Wrote a chase scene today. Set it in Venice the way Bullit is set in San Francisco. Sure, I checked maps and street-level pictures and videos to find places where certain specific actions could plausibly happen. But I used them without regard for where they were in relation to each other. I also didn't name anything, so nobody is going to know.
I also gave up on getting the setting of the next chapter completely accurate. Half the point of this book was to use what I already know. So I'm borrowing the ferry I actually rode instead of trying to describe one unseen. I'm changing the names anyhow.
There's a fine line there and I don't know what or where it is. Books name institutions and public figures and commercial products all the time. Characters in books will buy at Sears, drink Coke, vote for Truman. And it gets more specific and more close to home. Parker named specific books by specific (living) authors, and actual businesses in the Boston area.
Well, I'm naming a few actual places as well. I've just made a point to be even-handed, and the smaller the entity (like a single bookstore in Venice) the more neutral-positive I want to be. Lufthansa I'm willing to criticize. A small tratoria I'd as soon just say, "the food was good" and leave it at that.
Last week I got to fly on a short-hop business airline. Private terminal, no TSA, no lines. Shoes stayed on. Different experience and an extremely positive one. Flew to Burbank, which is an experience all in itself. I managed to remain calm while shaking the hand of someone whose shoes probably cost more than I make in a year. What isn't making me calm is that my company is ordering tens of thousands of dollars of material based on MY measurements. No pressure!
And it has nothing to do with the "location" theme of this post, but messing around with the Yamaha Venova seems to have sharpened my trumpet chops. I'm pushing through the scales fast enough the cheap valves on my current trumpet are starting to hold me back. I'm also getting the first two or three pedal tones on a regular basis. Oddly enough the violin hasn't completely left me; I pulled it out and was able to get through a couple of tunes even without the shoulder rest.
My new neighbor really hates it when I practice at home, though. That's something I have no good solution for. Well, it can wait. A lot of things can wait.
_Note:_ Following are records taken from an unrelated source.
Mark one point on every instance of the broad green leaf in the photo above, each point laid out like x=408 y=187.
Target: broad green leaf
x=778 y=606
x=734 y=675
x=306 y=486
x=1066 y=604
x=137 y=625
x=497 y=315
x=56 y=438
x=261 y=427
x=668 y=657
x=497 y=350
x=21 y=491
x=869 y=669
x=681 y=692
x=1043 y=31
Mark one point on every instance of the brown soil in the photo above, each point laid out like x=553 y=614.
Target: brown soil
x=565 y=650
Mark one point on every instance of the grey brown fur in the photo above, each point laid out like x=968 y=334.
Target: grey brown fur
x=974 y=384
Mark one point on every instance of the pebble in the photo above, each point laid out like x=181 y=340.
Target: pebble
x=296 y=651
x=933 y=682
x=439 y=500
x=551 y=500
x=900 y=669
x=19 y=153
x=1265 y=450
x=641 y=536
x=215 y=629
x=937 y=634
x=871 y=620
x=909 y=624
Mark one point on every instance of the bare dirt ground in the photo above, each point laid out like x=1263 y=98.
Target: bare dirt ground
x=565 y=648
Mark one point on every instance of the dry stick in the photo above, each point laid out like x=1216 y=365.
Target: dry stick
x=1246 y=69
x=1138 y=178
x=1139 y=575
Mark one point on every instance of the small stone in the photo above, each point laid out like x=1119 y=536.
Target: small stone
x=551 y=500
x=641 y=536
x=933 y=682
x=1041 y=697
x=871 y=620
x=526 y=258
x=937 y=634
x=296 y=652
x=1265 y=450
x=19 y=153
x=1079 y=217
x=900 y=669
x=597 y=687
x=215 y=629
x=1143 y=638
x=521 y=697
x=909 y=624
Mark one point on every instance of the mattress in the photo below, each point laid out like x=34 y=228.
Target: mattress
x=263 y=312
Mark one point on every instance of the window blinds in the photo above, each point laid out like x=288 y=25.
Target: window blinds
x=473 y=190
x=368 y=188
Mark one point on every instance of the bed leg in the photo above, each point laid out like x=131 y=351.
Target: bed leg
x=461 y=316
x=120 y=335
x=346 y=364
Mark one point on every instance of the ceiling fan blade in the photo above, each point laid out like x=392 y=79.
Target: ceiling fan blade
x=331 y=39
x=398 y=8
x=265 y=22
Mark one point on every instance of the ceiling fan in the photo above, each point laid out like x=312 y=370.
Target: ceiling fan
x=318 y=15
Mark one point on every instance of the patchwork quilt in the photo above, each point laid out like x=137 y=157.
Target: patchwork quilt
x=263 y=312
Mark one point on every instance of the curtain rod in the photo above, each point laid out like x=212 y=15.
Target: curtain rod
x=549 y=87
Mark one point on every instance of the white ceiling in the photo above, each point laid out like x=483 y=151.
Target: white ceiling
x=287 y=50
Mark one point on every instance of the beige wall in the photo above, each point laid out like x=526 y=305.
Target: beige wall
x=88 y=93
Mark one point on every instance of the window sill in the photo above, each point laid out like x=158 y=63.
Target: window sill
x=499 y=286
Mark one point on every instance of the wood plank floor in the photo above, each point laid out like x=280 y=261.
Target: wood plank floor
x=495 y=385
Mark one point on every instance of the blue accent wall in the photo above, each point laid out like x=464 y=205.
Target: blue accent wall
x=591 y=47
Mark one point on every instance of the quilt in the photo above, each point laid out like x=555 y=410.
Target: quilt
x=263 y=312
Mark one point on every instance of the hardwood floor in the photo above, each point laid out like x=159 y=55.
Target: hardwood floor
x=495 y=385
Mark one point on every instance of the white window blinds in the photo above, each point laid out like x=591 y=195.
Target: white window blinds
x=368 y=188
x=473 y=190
I'm walking again (after having dropped a battery-powered drill on my foot from high enough to drive the bit through my shoe), and hoping to steadily increase my exercise and decrease my waist.
And I'm past the mid-point on the novel with more and more of the foundation work already done. Blew through a 2,000 word chase scene in one writing session. I already have the bulk of two or three other scenes worked out in my head. The biggest thing I have to worry about going forward is whether I fall so short of my page count I have to add some new element to the mix.